Image credits: BAnQ Rouyn-Noranda, Joseph Hermann Bolduc funds, mine series. 08Y,P124,S32,P370-51-24.
Rodolphe Cloutier: “To heat ores, the smelter previously used coal and oil. They stopped doing that when gas arrived here in town. The smelter then started to be gas-fired. There were previously three flat furnaces that we called “reverbs” for “reverberatory furnaces”. It was linked to six boilers that created steam, as might be expected. All buildings were steam-heated. The reverberatory furnaces were crazy polluting. They stopped heating that way because it was very polluting. That’s when the infamous reactor came out. It was life changing for Noranda Mines. It helped cutting down pollution a lot because the gas would form inside and it would do the same as if it was burnt.
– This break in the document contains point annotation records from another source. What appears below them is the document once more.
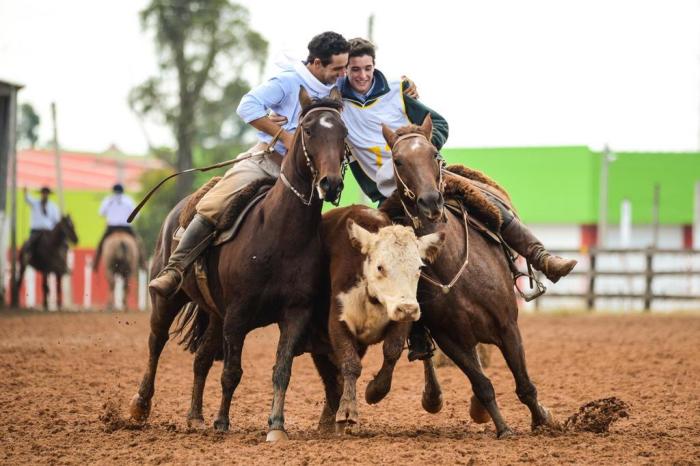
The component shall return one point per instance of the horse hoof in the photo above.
(374, 394)
(432, 403)
(221, 426)
(277, 436)
(506, 433)
(139, 409)
(196, 423)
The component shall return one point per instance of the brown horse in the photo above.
(480, 306)
(48, 255)
(121, 258)
(268, 274)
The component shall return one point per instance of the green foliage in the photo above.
(205, 47)
(28, 126)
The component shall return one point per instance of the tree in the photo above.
(28, 126)
(204, 47)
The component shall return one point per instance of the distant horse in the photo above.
(480, 306)
(268, 274)
(121, 257)
(47, 255)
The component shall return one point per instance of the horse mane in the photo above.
(325, 102)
Well, I don’t know. But the pollution was really reduced. Stuff would come in on one side and then come out on the other side as melted ores. On one end of the furnace there was copper and on the other end there was slag. Since copper is heavier, it would sink to the bottom. Then, they would cast it. Everything was done manually. Copper anodes had to weigh less than 700 lbs because it was sent to Montreal East Refinery. Over there, it had to fit into a frame of two electric slabs used to cast the copper again.”